However, there are frequently a stack of forwards and replies in the same mail item. Rather than add the list at the very bottom of all those, I would prefer to put the cursor where I want the list to appear (e.g., just below the message at the top of the stack), and then run the macro. A suggestion to do that would be most welcome.

Also, the macro currently rewrites the whole message just to append the list at the bottom -- that seems clunky. Even without the enhancement above, surely it could just append to the bottom. Or, with the enhancement, insert at the cursor position.

Thanks for reading.

Cross-posted at https://www.excelforum.com/outlook-programming-vba-macros/1179396-list-attachments.html


----------



## Norie (Mar 29, 2017)

I saw your post on the other forum, reread it a couple of times too, and to be honest I'm not sure what you are asking.

Do you want to split up the list of attachment so each separate part, eg forwards, replies etc, has its own list?


----------



## shg (Mar 29, 2017)

Dang, sorry to have been unclear.

When I push the button now, it lists the email's attachments at the bottom of the email, like this:

Attachments:
1. SomeExcelFile.xls
2. SomeBigProposal.pdf
3. SomeOtherAttachment.ext
4. ...

What I would prefer is that it puts the list at the cursor position, which I would typically position at the end of the top message in the stack.


----------



## shg (Mar 29, 2017)

The HTML doesn't render properly in the first post; it does at the cross-post.


----------



## Norie (Mar 29, 2017)

I'm no expert with Outlook VBA either, can use it to send emails, create appointments etc, but I had a quick look at this. 

The only things I could find regarding the cursor referenced using Word as the email editor or using SendKeys, not sure if either would be appropriate.

I also looked into splitting the HTMLBody hoping it would be possible to separate out the 'parts' and then 'stitch' them back together, including the attachment list.

Unfortunately, as far as I could see anyway, it consists of one big block of HTML code with no discernible delimiters.

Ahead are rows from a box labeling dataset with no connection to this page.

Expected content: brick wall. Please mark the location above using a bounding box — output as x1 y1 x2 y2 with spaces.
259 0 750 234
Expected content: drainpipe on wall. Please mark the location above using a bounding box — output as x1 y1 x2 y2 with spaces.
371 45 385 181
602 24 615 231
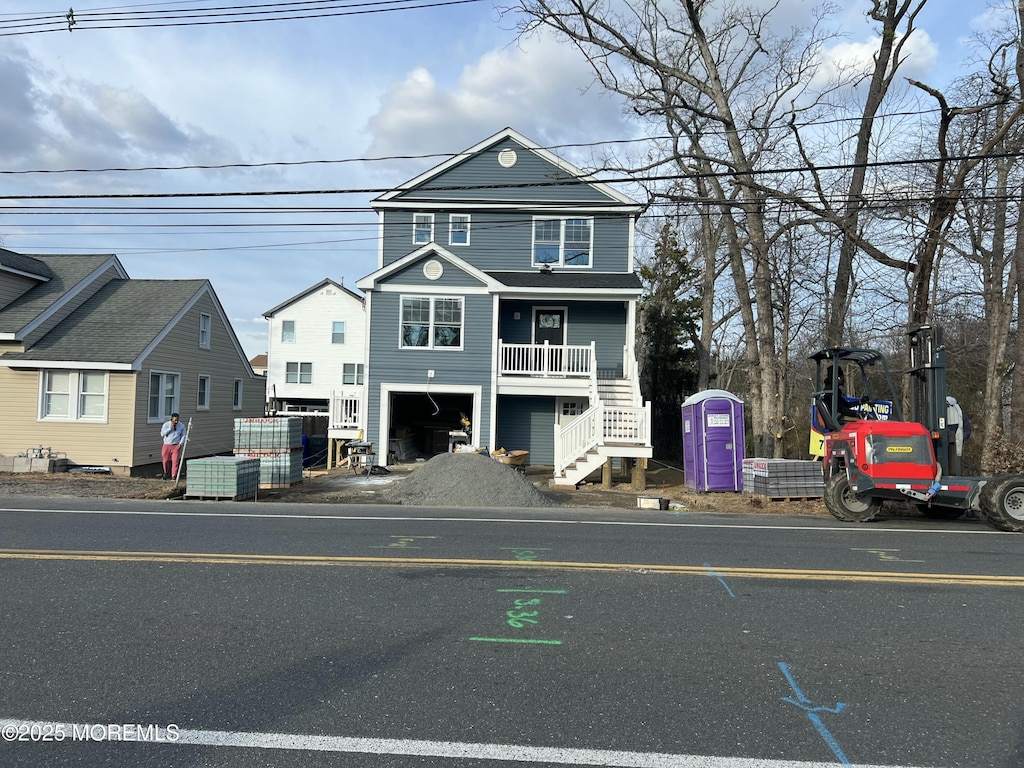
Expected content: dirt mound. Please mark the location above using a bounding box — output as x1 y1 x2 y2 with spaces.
382 454 559 507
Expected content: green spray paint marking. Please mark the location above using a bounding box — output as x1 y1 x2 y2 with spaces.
469 637 562 645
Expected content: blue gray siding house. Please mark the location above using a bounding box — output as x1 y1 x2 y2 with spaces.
356 128 651 484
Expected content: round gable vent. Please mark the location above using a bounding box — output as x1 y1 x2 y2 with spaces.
498 150 519 168
423 259 444 280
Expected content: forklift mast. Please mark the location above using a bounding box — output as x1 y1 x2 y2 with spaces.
907 326 946 474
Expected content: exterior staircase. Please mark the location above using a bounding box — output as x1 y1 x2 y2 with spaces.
553 379 652 485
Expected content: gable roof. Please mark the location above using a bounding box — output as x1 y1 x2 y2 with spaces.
355 243 499 291
487 271 643 294
263 278 362 318
0 251 128 339
371 128 642 210
0 280 251 371
356 243 643 298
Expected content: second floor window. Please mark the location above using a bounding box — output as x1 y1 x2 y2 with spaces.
199 312 210 349
196 376 210 411
401 296 462 349
150 373 180 422
413 213 434 245
40 371 106 421
341 362 362 384
285 362 313 384
534 218 594 266
449 213 469 246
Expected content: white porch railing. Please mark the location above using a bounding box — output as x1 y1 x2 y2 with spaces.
498 339 597 379
329 392 362 429
555 402 650 476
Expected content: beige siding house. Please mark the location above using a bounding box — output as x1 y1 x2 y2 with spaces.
0 249 265 474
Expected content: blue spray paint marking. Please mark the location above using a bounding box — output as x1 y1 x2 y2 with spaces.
778 662 850 765
705 562 735 597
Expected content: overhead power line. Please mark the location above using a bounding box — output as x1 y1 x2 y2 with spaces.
0 152 1024 201
0 0 484 37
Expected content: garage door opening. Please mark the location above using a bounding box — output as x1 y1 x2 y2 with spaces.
388 392 475 463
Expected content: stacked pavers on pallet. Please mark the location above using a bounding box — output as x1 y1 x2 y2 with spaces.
743 459 824 499
234 416 302 488
185 456 259 502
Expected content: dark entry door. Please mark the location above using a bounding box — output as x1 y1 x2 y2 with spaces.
534 309 565 346
534 309 565 374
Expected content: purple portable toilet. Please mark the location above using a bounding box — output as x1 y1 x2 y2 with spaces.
683 389 744 490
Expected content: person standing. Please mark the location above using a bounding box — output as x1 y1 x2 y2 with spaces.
160 414 185 480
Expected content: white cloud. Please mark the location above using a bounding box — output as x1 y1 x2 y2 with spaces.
815 30 939 90
368 29 629 171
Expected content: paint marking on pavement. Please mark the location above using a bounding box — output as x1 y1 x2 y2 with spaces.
0 718 929 768
778 662 850 765
0 549 1024 587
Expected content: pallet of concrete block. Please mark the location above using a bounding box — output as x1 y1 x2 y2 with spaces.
743 459 824 501
234 416 302 455
236 447 302 488
184 456 259 502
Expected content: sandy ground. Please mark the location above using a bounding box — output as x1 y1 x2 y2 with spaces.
0 464 827 515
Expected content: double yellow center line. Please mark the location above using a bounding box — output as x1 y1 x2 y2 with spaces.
0 549 1024 587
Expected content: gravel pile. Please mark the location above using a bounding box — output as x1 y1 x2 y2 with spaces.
382 454 559 507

There's probably stuff out there but like I said I only took a quick look.


----------



## shg (Mar 29, 2017)

Thanks for looking, Norie.

To edit a message from the UI, you need to press the "Edit Message" action button; the code doesn't need to do that to edit the message, so there may not be anything equivalent in the object model to enable that, short of using SendKeys as  you describe -- but I really don't want to do that.

Anyway, thank you again.


----------



## shg (Mar 31, 2017)

I found https://msdn.microsoft.com/en-us/library/dd492012(v=office.12).aspx, which is obsolete but interesting reading. In particular,



> The Outlook object model itself provides no direct way to determine the position of the cursor in an item body. However, since the editor for every item body (except on “sticky notes” and distribution lists) is a special version of Microsoft Word, you can use Word techniques not only to add text at the insertion point, but also to add formatted text anywhere in the item, or even to add a picture.



That jibes with your comment about using Word.

I think I'll just live with my macro as is.


----------



## Norie (Mar 31, 2017)

shg

Just had a thought, it's possible to change the way original messages appear in a reply.

For example you can have the reply appear indented with a line between it and the original message.

Perhaps some scope there for breaking things up.

Just an idea though.


----------



## shg (Mar 31, 2017)

I'm good, Norie, thanks.


----------